Jane looked down at his leg as if he were just now noticing it. Oh, they had to have him on the good medications, then. Teresa privately hoped that the same nurses who had been giving her such hell that afternoon got to experience what a truly hideous patient he actually was as soon as he was alert enough to realize that he was in a hospital and not going anywhere for a bit.

"I guess that is," Jane conceded. He settled back against his pillows. "What were you going to do, Lisbon, watch me sleep?"
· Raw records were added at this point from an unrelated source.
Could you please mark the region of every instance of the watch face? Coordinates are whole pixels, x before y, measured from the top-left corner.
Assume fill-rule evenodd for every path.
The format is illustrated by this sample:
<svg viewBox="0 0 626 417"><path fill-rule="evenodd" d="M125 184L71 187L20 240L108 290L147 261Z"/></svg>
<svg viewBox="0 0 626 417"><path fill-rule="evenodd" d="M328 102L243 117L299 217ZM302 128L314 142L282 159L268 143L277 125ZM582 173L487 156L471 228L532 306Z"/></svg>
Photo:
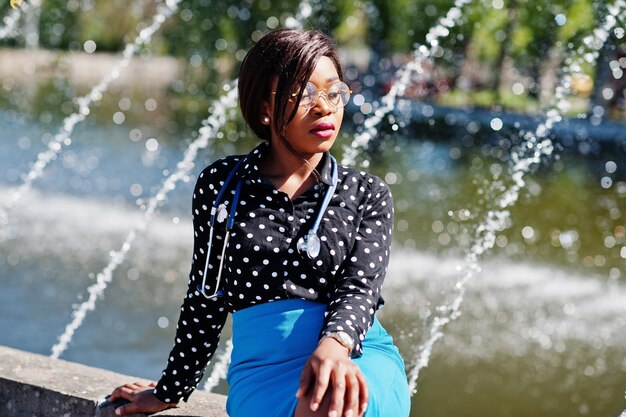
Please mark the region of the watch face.
<svg viewBox="0 0 626 417"><path fill-rule="evenodd" d="M309 258L317 258L317 255L320 254L320 246L320 238L317 235L309 237L306 248Z"/></svg>
<svg viewBox="0 0 626 417"><path fill-rule="evenodd" d="M354 347L354 340L352 340L352 338L350 337L348 333L338 332L338 334L339 334L339 337L341 337L341 340L343 340L344 343L350 347L350 349Z"/></svg>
"No," Teresa snapped back automatically, and then shrugged when Jane grinned at her. That was also a mistake when she had been shot in the arm earlier that day; she made a note. "This is the first chance that I had to sneak away and make sure you're okay."

"That's very sweet of you." When Jane was really smiling, he could make even the sallow hospital lighting become flattering. "You got shot, too, you know."

"Not on quite the same level," Teresa answered dryly. "Haven't you learned by now to let me handle the violence?"

"I was hoping to stop it before it became violence." Jane shifted a little and winced. "In the future, trust me, I'll let you handle it. One need not always branch out into new territory." He studied his IV line with a dedication that it did not deserve until Teresa could not escape the feeling that she was intruding upon something that he would have far rather kept private, and would have succeeded if he weren't so addled.

She stood, saying, "I'll let you get some sleep, all right?"

Jane's hand shot out faster than Teresa would have thought possible, snagging her by the hand. "Um. Ow," Jane said very seriously, putting his hand against his thigh and wincing.

"Did you pull stitches?" Teresa leaned over his bed and was debating whether or not she ought to call a nurse before she realized that Jane was still holding her hand.

"Stay," Jane told her solemnly. "I like having you around, Teresa."

"Such a flatterer," Teresa answered. Since Jane's leg did not appear to be falling off, she could not stop her eyebrow from crawling up.

"You don't like it when I flatter you," Jane said, and didn't release her hand until he had deposited a light kiss onto the knuckles. He pointed towards a dinner tray that some careless orderly had wheeled in and then not taken away again. "Look, I'll even give you a present if you stay. Jello. I think it's strawberry."

"I'm all right here," Teresa said as she settled herself down into the chair again while Jane drifted off to sleep again. By the time that a nurse discovered them, Jane was awake enough to make Teresa look nearly tractable by comparison, and the two of them united were enough to make even Ratched pass them off to the first person that she outranked.

*

Three weeks after he was released from the hospital and one after he stopped wearing his wedding band, Jane came to Teresa's condo and cooked. An hour and a half after that, he said, "You weren't kidding about the seduction," while Teresa answered fondly, "Shut up, Jane," and was gentle with the new scar, but only just. They mutually agreed that only lasting through one date this time around did not make them cheap, and Teresa didn't even try to hide her laugh when Cho lost the poll.